We have learned a lot about Long COVID and its effects over the past year. In our latest blog, Dr Tom Fardon, Consultant Physician of Respiratory Medicine at NHS Tayside, outlines his own experience with COVID-19 and explains the steps he takes to diagnose and treat patients who may be experiencing long-term effects from the syndrome.
COVID-19 is an unusual illness. The range of symptoms is broad, much more so than the original case definition of early 2020 that included only breathlessness, persistent cough, and fever. The range of severity of illness is equally as wide: some people suffer only mild symptoms of an upper respiratory tract infection; some have no symptoms at all; some develop a rapidly progressive pneumonitis requiring ventilatory support – in wave 1 of the pandemic 20% of people who were admitted to hospital with COVID-19 did not survive.

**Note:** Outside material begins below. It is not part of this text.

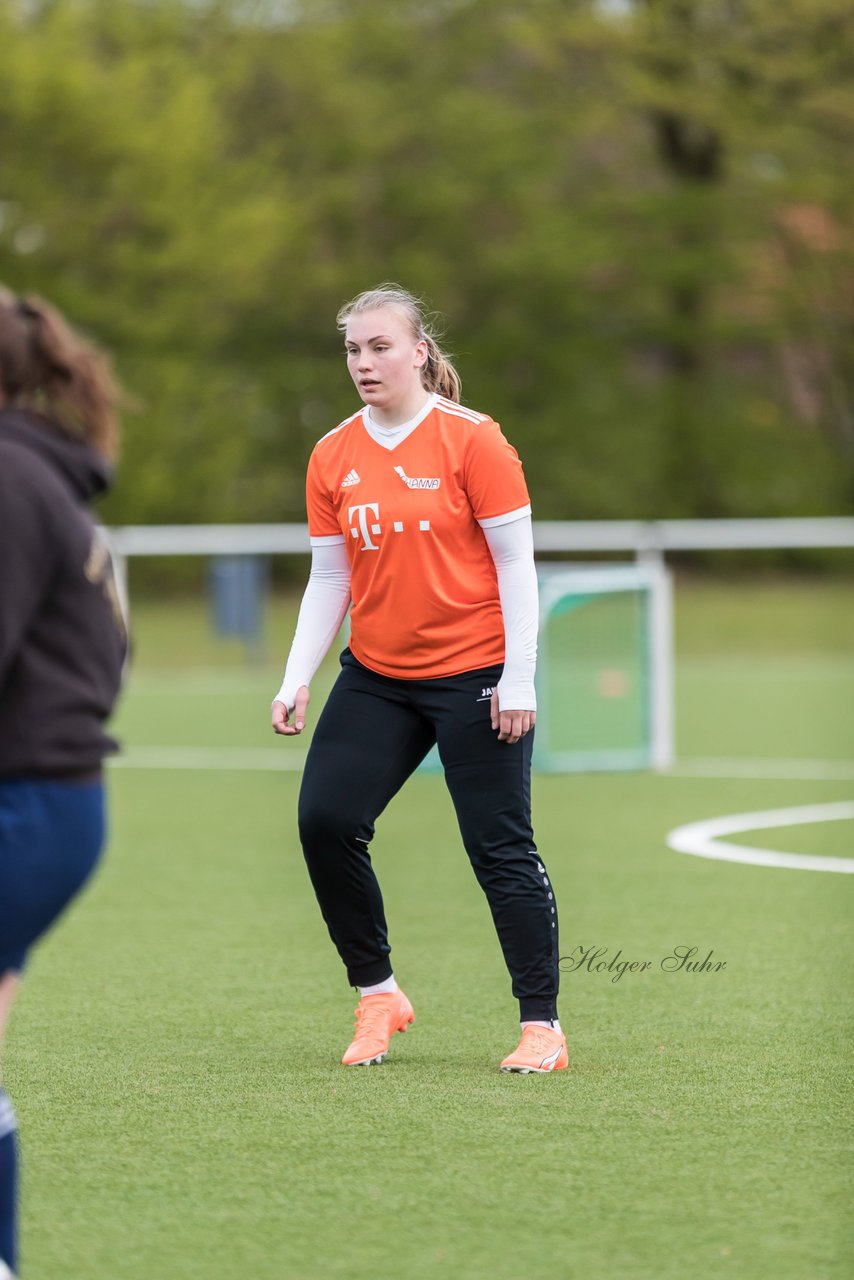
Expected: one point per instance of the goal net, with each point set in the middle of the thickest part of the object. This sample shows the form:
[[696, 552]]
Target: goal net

The unprecedented collaboration between scientists, clinicians, and pharma companies around the world has led to the discovery of a small number of treatments that can, and do, improve outcomes. But, most importantly, we now have safe and effective vaccines that protect against infection, reduce severity of disease, prevent admissions to strained NHS services, and reduce mortality.
The new ‘normal’
For most people COVID-19 affects two weeks of their lives, with a range of flu-like symptoms that are unpleasant, but don’t lead to hospital admission, and they will recover. Most people will take a few weeks to recover their fitness, get back to their normal level of activity, and feel “normal” again. People always ask: “How long until I get back to normal?” Everyone is different. Depending on your previous baseline, the severity of your illness, the length of time laid up resting, and your expectations of recovery, it can be a week, two, perhaps six.
For some people, recovery from the acute illness is only the start of the journey. What we have now come to term Long COVID affects somewhere between 5% and 20% of people who have had the COVID-19 infection. The severity of disease does not seem to predict progression to Long COVID. Indeed most of our critical care COVID-19 survivors have not gone on to develop Long COVID, though their rehabilitation has been long, simply due to the severity of their illness.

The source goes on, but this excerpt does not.